BitSight Follows FICO Model as Cybersecurity Ratings Industry Grows
June 6, 2016
As cyber threats grow more complex and damaging, an independent rating that assesses the strength of a company’s defenses could become a new kind of currency in the business world—akin to a consumer credit score that can make or break one’s financial future.
That’s the vision of Stephen Boyer and his five-year-old company, BitSight Technologies, which created software that culls publicly accessible data to produce a FICO-like cybersecurity rating for some 47,500 companies and organizations, at latest count.
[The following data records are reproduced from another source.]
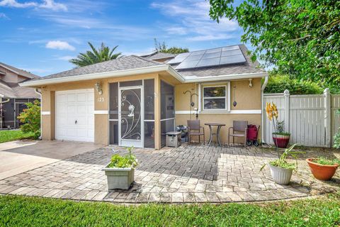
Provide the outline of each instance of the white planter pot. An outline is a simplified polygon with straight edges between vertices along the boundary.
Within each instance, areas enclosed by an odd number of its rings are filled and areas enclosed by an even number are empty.
[[[108,189],[128,190],[135,181],[135,169],[110,168],[108,165],[102,170],[108,178]]]
[[[278,184],[287,185],[292,178],[293,170],[284,169],[268,165],[271,168],[271,177],[273,180]]]

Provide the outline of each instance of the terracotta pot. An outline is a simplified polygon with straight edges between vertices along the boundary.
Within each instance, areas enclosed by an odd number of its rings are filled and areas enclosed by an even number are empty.
[[[273,140],[275,145],[280,148],[286,148],[289,143],[289,139],[290,135],[277,135],[273,134]]]
[[[314,158],[306,159],[314,177],[321,180],[329,180],[334,175],[339,165],[321,165],[313,162]]]

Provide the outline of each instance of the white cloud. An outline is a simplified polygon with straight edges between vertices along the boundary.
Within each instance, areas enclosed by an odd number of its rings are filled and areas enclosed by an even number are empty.
[[[39,5],[39,8],[52,9],[55,11],[67,11],[67,7],[66,5],[61,3],[55,2],[53,0],[44,0],[44,3]]]
[[[74,58],[74,57],[75,57],[74,56],[66,55],[66,56],[58,57],[57,57],[57,60],[63,60],[63,61],[69,61],[71,59]]]
[[[7,6],[13,8],[28,8],[35,7],[40,9],[51,9],[52,11],[67,11],[66,5],[55,2],[54,0],[42,0],[42,3],[39,4],[36,1],[26,1],[23,3],[18,2],[16,0],[2,0],[0,1],[0,6]]]
[[[27,1],[24,3],[19,3],[16,0],[2,0],[0,1],[0,6],[8,6],[14,8],[27,8],[37,6],[38,4],[33,1]]]
[[[183,27],[166,28],[165,31],[170,35],[186,35],[187,33],[186,28]]]
[[[67,42],[60,40],[48,41],[45,45],[46,48],[57,50],[75,50],[76,48],[69,45]]]
[[[0,13],[0,18],[9,20],[9,18],[4,13]]]
[[[231,33],[239,28],[237,23],[227,18],[221,19],[219,23],[212,21],[209,16],[208,1],[159,1],[152,3],[151,7],[159,9],[163,14],[177,21],[175,24],[162,25],[168,34],[187,35],[187,39],[192,41],[226,39]]]

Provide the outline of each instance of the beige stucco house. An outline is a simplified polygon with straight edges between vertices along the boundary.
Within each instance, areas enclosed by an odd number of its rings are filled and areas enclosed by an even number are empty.
[[[233,120],[261,124],[261,79],[267,73],[246,51],[239,45],[125,56],[21,86],[41,89],[45,140],[159,149],[165,133],[196,118],[197,109],[201,126],[226,124],[226,141]]]
[[[34,88],[21,87],[19,83],[38,76],[0,62],[0,129],[17,128],[17,116],[26,107],[26,103],[40,99]]]

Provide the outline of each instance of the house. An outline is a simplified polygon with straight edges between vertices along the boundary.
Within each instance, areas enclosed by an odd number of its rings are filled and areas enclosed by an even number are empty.
[[[125,56],[21,84],[42,90],[42,138],[159,149],[196,118],[261,125],[261,79],[244,45]],[[191,105],[193,102],[193,106]],[[205,134],[209,133],[205,127]]]
[[[40,99],[34,88],[21,87],[18,83],[39,78],[30,72],[0,62],[0,128],[17,128],[17,116],[25,104]]]

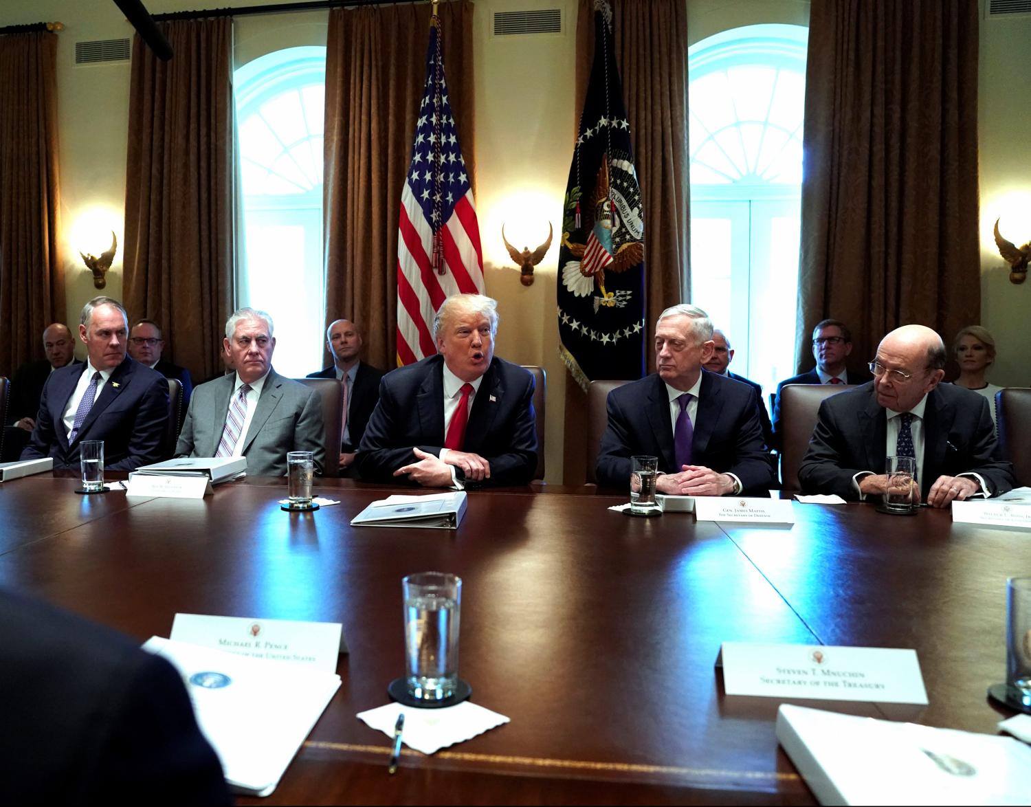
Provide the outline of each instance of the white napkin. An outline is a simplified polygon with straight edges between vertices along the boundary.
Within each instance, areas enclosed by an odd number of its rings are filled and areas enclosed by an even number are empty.
[[[376,709],[359,712],[357,717],[369,728],[393,738],[394,725],[401,712],[404,712],[402,742],[423,753],[433,753],[457,742],[471,740],[477,734],[508,722],[503,714],[469,701],[442,709],[417,709],[399,703],[388,703]]]
[[[812,496],[795,494],[795,499],[800,501],[802,504],[845,504],[844,499],[837,494],[813,494]]]
[[[1002,720],[999,731],[1008,732],[1018,740],[1031,742],[1031,714],[1015,714],[1008,720]]]

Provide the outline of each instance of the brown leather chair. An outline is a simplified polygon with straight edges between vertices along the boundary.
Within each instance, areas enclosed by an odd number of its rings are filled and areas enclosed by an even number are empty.
[[[543,367],[534,364],[523,365],[529,370],[536,382],[533,390],[533,411],[537,416],[537,470],[533,472],[534,479],[544,478],[544,404],[547,397],[547,373]]]
[[[182,383],[175,378],[168,381],[168,427],[165,434],[167,448],[165,457],[175,456],[175,443],[179,441],[179,429],[182,426]]]
[[[323,404],[325,426],[326,467],[323,476],[340,473],[340,442],[343,438],[343,386],[336,378],[295,378],[319,393]]]
[[[1010,386],[995,394],[1002,456],[1013,464],[1019,486],[1031,485],[1031,389]]]
[[[598,448],[601,445],[601,436],[605,433],[608,425],[608,409],[605,402],[608,394],[618,386],[623,386],[627,381],[591,381],[587,391],[587,480],[597,484],[598,478],[594,475],[594,466],[598,462]]]
[[[825,398],[852,390],[851,383],[790,383],[780,388],[780,485],[800,491],[798,469],[817,428]]]

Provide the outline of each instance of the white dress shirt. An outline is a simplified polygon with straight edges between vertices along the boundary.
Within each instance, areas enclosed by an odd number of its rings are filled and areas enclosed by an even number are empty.
[[[115,365],[117,367],[118,365]],[[53,371],[54,368],[51,368]],[[110,370],[100,371],[100,383],[97,384],[97,394],[93,399],[93,402],[97,402],[97,398],[100,397],[101,391],[104,389],[104,384],[107,383],[108,379],[111,377],[111,373],[114,372],[114,367]],[[65,412],[62,419],[65,425],[65,437],[71,436],[71,427],[75,423],[75,412],[78,411],[78,405],[82,402],[82,396],[86,395],[86,390],[93,380],[93,374],[97,372],[97,368],[93,366],[93,362],[87,358],[86,369],[82,370],[82,374],[78,377],[78,383],[75,384],[75,389],[72,391],[71,398],[68,399],[68,404],[65,406]]]

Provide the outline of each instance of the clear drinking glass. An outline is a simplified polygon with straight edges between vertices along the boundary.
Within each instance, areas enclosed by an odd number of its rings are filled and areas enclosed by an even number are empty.
[[[1031,705],[1031,577],[1006,581],[1006,684]]]
[[[885,459],[885,509],[909,512],[912,509],[917,461],[912,457]]]
[[[311,451],[287,452],[288,499],[291,507],[311,504],[311,481],[315,475],[314,455]]]
[[[78,444],[79,463],[82,467],[82,490],[99,493],[104,490],[104,441],[82,440]]]
[[[408,694],[424,701],[450,698],[458,683],[462,578],[420,572],[403,578],[401,590]]]
[[[658,475],[658,457],[630,458],[631,511],[640,514],[662,512],[659,503],[655,499],[655,481]]]

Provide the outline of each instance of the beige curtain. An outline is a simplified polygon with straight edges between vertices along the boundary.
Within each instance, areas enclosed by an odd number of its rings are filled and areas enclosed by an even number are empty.
[[[472,3],[441,3],[444,70],[462,155],[473,162]],[[430,5],[336,8],[326,48],[323,209],[327,324],[356,322],[366,360],[396,366],[397,236],[426,77]]]
[[[168,62],[133,40],[124,302],[161,323],[171,361],[207,378],[234,304],[232,20],[162,30]]]
[[[800,370],[827,316],[859,362],[979,322],[976,0],[812,0],[804,155]]]
[[[57,46],[45,31],[0,36],[0,375],[41,358],[43,329],[65,320]]]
An organization can use the numerical score—which ranges from 250 to 900—to vet potential acquisition targets; monitor the risk of a breach of data shared with vendors and partners; shape the terms of cybersecurity insurance policies; help with internal evaluations of security policies; and more. Investors have poured about $49 million into BitSight, and it also won a $1 million National Science Foundation grant early on, says Boyer, the startup’s co-founder and CTO.
Those bets are starting to pay off. BitSight’s sales last year were five times as high as in 2014, and the Cambridge, MA-based company now counts more than 350 customers in sectors like finance, law, healthcare, and oil and gas, Boyer says. The 180-person company’s clients include insurance giant AIG, grocery chain Safeway, the University of San Francisco, and, interestingly, credit score firm TransUnion.
“There’s been high demand for this type of service,” says Boyer, a former MIT Lincoln Laboratory cybersecurity researcher. This is his second cybersecurity startup—he and his BitSight co-founder, Nagarjuna Venna, previously founded and quickly sold Saperix, a risk analysis firm, about five years ago.
It’s still early days for BitSight and other security ratings companies, which include SecurityScorecard and RiskRecon. But as the sector matures and more organizations use third-party security ratings to make crucial business decisions, scrutiny of the emerging industry will likely grow.
BitSight is already trying to get out ahead of any possible government regulations, Boyer says. “We’re setting ourselves up for that kind of scrutiny,” he says. “I’m down in DC quite a bit on the Hill.”
Those meetings are primarily for briefing regulators about how BitSight gathers and shares security data, he says.
The company has also made efforts to increase transparency and be more accountable to customers, Boyer says. Any companies rated by BitSight, whether they’re customers or not, can request a formal review of their security report. If they aren’t satisfied with the findings, they can appeal it.